Not that Book Riot sets hard “rules,” let alone gets draconian about them: the Read Harder challenge operates on personal accountability. Participants set their own pace; they can choose to have one book fulfill multiple tasks; they don’t suffer any punishment for falling behind, skipping a task, or not finishing the challenge. For neurotic perfectionists like me who break out into hives when given a rigid set of rules for compliance, that kind of flexibility is a blessing.
I’ll post updates on my progress as the year goes on. (The plan is to write reviews or impressions after finishing each book, but I reserve the right to ditch that for capsule updates if life gets in the way.) I’ve already got some titles in mind for a few tasks — in fact, I’m reading a Carrie Fisher book for the celebrity memoir task right now. (Of course, I started that first. SMH.)
If a fellow challenge participant happens to read this, I’d love to hear from you.
Here’s the complete task list for this year:
[UPDATED: 30 January 2019 with final list, not all entries of which got a review, capsule or otherwise. 14/24, or a little more than half.]- A book published posthumously
- A book of true crime
- A classic of genre fiction
- A comic written and drawn by the same person
- A book set in or about one of the five BRICS countries (Brazil, Russia, India, China, or South Africa)
- A book about nature
- A western
- A comic written or drawn by a person of color: Runaways (ongoing) written by Rainbow Rowell and drawn by Kris Anka
- A book of colonial or postcolonial literature: The Salt Roads by Nalo Hopkinson
- A romance novel by or about a person of color: Huntress by Malinda Lo – not necessarily a romance novel per se, but a love story does anchor the book’s emotional throughline; alternatively, Kevin Kwan’s China Rich Girlfriend, I guess?

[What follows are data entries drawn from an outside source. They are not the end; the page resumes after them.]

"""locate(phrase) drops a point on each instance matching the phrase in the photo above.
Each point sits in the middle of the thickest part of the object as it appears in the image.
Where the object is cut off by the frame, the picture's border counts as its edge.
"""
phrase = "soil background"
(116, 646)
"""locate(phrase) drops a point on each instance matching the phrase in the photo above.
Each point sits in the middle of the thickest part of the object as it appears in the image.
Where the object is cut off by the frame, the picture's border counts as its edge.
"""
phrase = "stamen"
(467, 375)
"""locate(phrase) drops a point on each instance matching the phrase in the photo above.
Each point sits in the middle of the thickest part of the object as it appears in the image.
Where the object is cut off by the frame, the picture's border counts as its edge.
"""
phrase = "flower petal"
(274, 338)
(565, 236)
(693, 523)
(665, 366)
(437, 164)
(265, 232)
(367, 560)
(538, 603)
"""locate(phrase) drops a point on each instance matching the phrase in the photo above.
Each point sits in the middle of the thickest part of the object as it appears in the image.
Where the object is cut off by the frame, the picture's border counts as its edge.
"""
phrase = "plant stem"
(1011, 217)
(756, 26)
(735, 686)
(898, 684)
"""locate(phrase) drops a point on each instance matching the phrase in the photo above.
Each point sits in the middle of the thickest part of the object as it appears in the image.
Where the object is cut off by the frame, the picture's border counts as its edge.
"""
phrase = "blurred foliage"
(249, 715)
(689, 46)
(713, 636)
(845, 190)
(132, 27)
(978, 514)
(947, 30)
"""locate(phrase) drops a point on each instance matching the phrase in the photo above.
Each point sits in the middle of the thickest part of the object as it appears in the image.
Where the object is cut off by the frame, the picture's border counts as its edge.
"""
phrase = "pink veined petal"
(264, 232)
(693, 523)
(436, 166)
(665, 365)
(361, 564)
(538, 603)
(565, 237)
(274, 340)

- A children’s classic published before 1980
- A celebrity memoir
- An Oprah Book Club selection
- A book of social science: Why Not Socialism? by Gerald A. Cohen
- A one-sitting book: Man’s Search for Meaning by Victor Frankl
- The first book in a new-to-you YA or middle grade series
- A sci-fi novel with a female protagonist by a female author
- A comic that isn’t published by DC, Marvel, or Image: Boku no Hero Academia by Kohei Horikoshi
- A book of genre fiction in translation
- A book with a cover you hate: The Outlaws of Sherwood by Robin McKinley – It really is an ugly cover
- A mystery by a person of color or LGBTQ+ author: The Ghost Network by Catie Disabato – In my head, I cast Carly Rae Jepsen as Molly Metropolis, and all was well.
- An essay anthology
- A book with a female protagonist over the age of 60
- An assigned book you hated (or never finished): The Once and Future King by T.H. White – I never finished this in high school, at least not in a way that let me appreciate it. The reread fixed that.